El pitido inicial

Nació antes que su mundo. Así que le tocó construirlo. Con ese balón que siempre era de su hermano o del amigo o del compañero de colegio; nunca suyo. Con esos paseos con su padre al estadio. Con esa radio encendida que componía alegrías o derramaba tristeza.

Cuando el balón quedaba libre, a oscuras, en el rincón, le dio tantas patadas como ellos. Aprendió a regatear como ellos. Se entrenó como ellos. Pero nunca era suficiente para ellos. Sola, siempre sola, había pocas oportunidades de prosperar. 

Se cansó de que no le pasaran la pelota. Decidió hacerla suya. Correría más que nadie. Sabría más que ninguno. Se ganaría que le pasaran el balón. Más aún, se ganaría el balón. Lo gobernaría. Y los dirigiría a todos.

No había demasiados nombres en los que fijarse, así que se los inventó sobre la marcha. En 1962 decidió llamarse Margaret Spinks. Obtuvo 84 puntos sobre 100 en el examen de la Asociación inglesa de árbitros, solo para demostrar que podía. En 1963 fue Sylvia Gregova. Por fin los primeros partidos amateurs. En 1970 solicitó el acceso a la sección arbitral de la Federación japonesa como Yoko Murakoshi. En 1974, ascenso de categoría en Buenos Aires.

Y en los 90, el despegue. Su nombre, María José Alcántara. Su profesión, árbitra. Su estreno nacional, el Utiel-Mutxamel, de la Tercera división. De ahí, a las estrellas: primera árbitra española en la FIFA.

Llegarían más éxitos en la liga inglesa bajo el nombre de Wendy Toms. Desde Francia ascendería como Ghislaine Peron-Labbe o Nicole Petignat hasta la Copa de la Uefa, y como Nelly Viennot, desde la Ligue 1 hasta la Champions League (Molde-Real Madrid).

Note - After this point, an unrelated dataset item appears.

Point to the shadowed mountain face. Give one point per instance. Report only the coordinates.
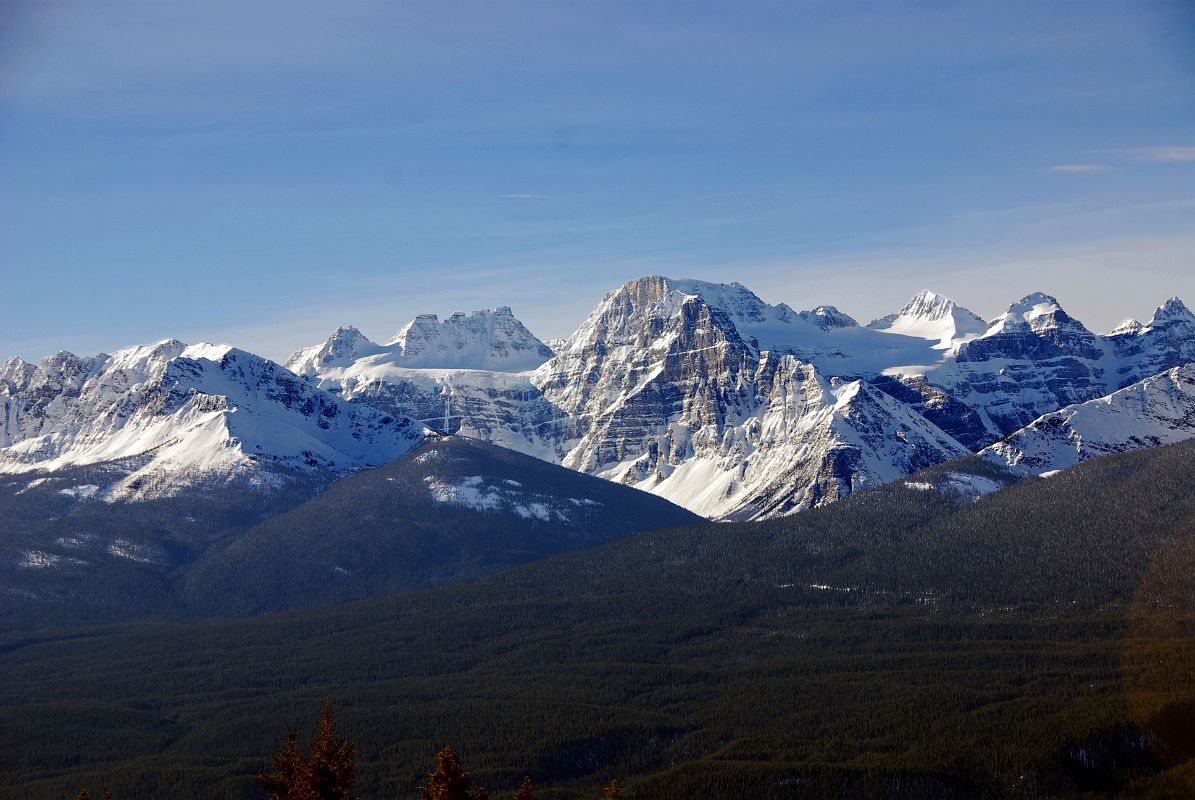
(452, 511)
(699, 392)
(935, 637)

Todas ellas la animaron cuando se encaminó por el túnel de vestuarios hasta el césped del Besiktas Stadium. De todas ellas aprendió y con todas ellas construyó la profesional que era. Levantó la cabeza, sonrió y cogió el balón para llevarlo al centro del campo. Suyo por fin. Lo depositó en el punto de cal y respiró hondo. Saludó al capitán del Liverpool a un lado, al capitán del Tottenham al otro. Miró a la grada. Levantó la mano. Hinchó el pecho. Y Stéphanie Frappart sopló. Por ella, y por todas las demás. las que la habían impulsado hasta aquí, hasta gobernar el balón en la Supercopa de Europa 2019. 

Ese pitido inicial, alto, claro, decidido, encendió la mirada en la pequeña y fascinada Leyre. Esa Navidad le pidió un silbato a los Reyes Magos. El mundo seguiría construyéndose.